While the parade is expensive (some experts estimate that Macy’s spends upwards of $10.4 million on the ordeal every year) and some may not see it as a worthy investment for a company that is one of the last remaining giants of the dying department store industry, the exposure Macy’s gets from the event far surpasses the costs of putting it on.
From an economic viewpoint, the branding is ingenious — the Macy’s name is so synonymous with the affair that many refer to it simply as “The Macy’s Day Parade.”
This kind of brand recognition provides exposure that comes at a critical time in the year. The parade takes place from 9 a.m. EST to 12 p.m. EST on Thanksgiving Day — a time during which many American families are relaxing before going through the stress of cooking Thanksgiving dinner. More importantly, it streams just before the biggest commercial event of the year: Black Friday.
By hosting the extravagant march of themed floats and giant helium balloons just mere hours before the dawn of the shopping event, Macy’s discreetly plants the brand in consumers’ subconscious minds, increasing their likelihood of making a stop at the department store as they hunt for deals.
To maximize the chances of this happening, the marketing of the event has been aimed at children.
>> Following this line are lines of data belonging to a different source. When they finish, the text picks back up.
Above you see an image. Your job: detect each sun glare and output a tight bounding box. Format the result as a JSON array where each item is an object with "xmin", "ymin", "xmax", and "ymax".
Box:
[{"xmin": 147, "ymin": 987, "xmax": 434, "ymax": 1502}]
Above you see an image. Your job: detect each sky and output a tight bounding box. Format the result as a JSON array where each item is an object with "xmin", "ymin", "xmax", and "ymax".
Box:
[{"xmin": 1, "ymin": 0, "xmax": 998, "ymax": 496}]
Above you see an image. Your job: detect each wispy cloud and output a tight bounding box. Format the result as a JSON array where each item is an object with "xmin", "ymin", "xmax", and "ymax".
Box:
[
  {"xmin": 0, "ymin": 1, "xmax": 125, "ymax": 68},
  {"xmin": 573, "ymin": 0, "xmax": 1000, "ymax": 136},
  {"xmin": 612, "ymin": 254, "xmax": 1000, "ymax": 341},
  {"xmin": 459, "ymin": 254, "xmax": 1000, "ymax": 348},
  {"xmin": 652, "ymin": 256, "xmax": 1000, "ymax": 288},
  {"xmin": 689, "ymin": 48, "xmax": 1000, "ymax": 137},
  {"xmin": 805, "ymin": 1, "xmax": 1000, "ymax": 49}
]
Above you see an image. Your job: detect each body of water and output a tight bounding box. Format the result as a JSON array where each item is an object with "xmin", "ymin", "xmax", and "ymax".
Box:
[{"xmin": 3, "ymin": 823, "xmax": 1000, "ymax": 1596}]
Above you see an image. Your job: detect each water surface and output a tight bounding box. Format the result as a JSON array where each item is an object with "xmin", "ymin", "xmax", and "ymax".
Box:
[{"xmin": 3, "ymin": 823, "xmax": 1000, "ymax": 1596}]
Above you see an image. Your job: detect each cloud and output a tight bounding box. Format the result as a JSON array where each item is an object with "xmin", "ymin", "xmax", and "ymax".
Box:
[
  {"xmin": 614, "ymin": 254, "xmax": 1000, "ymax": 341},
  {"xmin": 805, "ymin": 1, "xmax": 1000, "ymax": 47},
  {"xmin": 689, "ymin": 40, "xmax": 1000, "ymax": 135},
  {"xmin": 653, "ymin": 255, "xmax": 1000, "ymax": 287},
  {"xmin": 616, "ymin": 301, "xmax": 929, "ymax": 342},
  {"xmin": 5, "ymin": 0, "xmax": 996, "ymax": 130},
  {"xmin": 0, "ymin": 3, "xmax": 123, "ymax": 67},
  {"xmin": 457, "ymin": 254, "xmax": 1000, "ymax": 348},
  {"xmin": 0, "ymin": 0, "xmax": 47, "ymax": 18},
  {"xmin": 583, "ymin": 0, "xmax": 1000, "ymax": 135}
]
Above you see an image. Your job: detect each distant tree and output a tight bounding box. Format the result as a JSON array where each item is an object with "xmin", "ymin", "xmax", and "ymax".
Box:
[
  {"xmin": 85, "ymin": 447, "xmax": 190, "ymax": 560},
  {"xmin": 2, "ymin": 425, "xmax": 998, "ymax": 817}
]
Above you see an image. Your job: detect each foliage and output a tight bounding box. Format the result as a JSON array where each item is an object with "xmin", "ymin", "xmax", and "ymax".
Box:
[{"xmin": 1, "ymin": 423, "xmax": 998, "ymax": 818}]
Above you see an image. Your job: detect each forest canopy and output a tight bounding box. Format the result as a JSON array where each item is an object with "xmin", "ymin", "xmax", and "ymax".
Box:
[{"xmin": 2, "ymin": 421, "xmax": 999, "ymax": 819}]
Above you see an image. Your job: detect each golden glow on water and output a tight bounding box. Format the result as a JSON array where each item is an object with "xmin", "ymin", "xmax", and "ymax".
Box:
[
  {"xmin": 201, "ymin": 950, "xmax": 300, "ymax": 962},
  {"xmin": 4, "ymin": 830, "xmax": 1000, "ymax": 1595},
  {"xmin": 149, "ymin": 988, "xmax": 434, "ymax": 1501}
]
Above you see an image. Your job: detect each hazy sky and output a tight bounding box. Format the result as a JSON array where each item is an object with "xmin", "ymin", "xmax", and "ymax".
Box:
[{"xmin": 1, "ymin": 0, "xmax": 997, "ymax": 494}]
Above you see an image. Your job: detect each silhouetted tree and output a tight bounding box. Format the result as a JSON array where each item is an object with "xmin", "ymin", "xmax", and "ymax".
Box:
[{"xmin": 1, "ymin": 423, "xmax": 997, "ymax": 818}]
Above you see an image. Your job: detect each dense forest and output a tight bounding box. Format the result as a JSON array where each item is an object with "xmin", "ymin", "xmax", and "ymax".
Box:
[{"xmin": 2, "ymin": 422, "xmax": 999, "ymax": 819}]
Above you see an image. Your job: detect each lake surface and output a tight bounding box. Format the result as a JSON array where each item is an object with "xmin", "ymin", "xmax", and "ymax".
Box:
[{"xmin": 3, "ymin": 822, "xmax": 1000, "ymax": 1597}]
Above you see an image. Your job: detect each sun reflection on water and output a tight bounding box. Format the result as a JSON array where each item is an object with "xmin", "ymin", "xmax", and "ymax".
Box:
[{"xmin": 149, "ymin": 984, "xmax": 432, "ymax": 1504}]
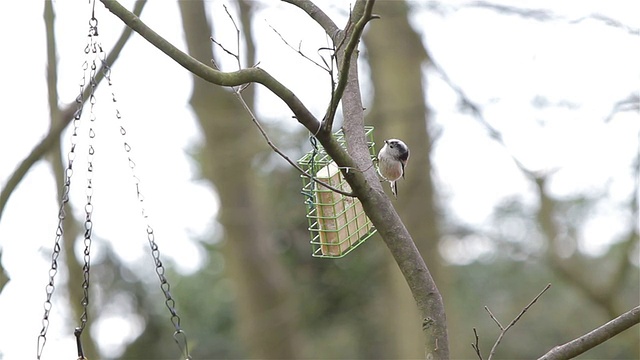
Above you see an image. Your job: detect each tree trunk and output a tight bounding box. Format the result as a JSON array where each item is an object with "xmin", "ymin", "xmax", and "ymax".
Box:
[
  {"xmin": 365, "ymin": 2, "xmax": 444, "ymax": 358},
  {"xmin": 178, "ymin": 2, "xmax": 301, "ymax": 358}
]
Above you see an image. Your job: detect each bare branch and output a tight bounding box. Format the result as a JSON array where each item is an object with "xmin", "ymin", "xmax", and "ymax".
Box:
[
  {"xmin": 281, "ymin": 0, "xmax": 340, "ymax": 39},
  {"xmin": 0, "ymin": 0, "xmax": 147, "ymax": 224},
  {"xmin": 484, "ymin": 306, "xmax": 505, "ymax": 331},
  {"xmin": 483, "ymin": 283, "xmax": 552, "ymax": 360},
  {"xmin": 604, "ymin": 93, "xmax": 640, "ymax": 122},
  {"xmin": 538, "ymin": 306, "xmax": 640, "ymax": 360},
  {"xmin": 267, "ymin": 22, "xmax": 331, "ymax": 72},
  {"xmin": 100, "ymin": 0, "xmax": 323, "ymax": 138},
  {"xmin": 323, "ymin": 0, "xmax": 376, "ymax": 131},
  {"xmin": 210, "ymin": 37, "xmax": 239, "ymax": 60},
  {"xmin": 233, "ymin": 87, "xmax": 355, "ymax": 197},
  {"xmin": 471, "ymin": 328, "xmax": 483, "ymax": 360}
]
The goal is to entice the younger demographic with giant blown-up versions of their favorite cartoon characters in the hopes that they will influence their parents to purchase the correlating merchandise at Macy’s (which, conveniently, is already on sale for Black Friday).
Another important note is that while the parade has been running since 1924, the first Native American land acknowledgment — commemorating one of the most important historical and cultural aspects of Thanksgiving — did not come until 2020, more than 70 years after it first aired. This major delay seems to show that the event was designed as a glittering commercial spectacle that seeks to glorify the materialistic spirit of the holiday season.
While it is easy to tune out and enjoy the entertaining cultural spectacle powered by sheer human ingenuity (one individual balloon can take up to a year to develop before it is ready to fly), there seems to be something sinister about the grandeur of the whole performance.
At the end of the day, viewers can interpret the parade as something put on in the hopes that consumers will be swayed to give Macy’s their money, or they can see it as a longstanding holiday tradition that delights families across the nation. Either way, it’s important to keep in mind the complex history of the holiday and make the most out of the non-materialistic heritage that comes with the season of giving back.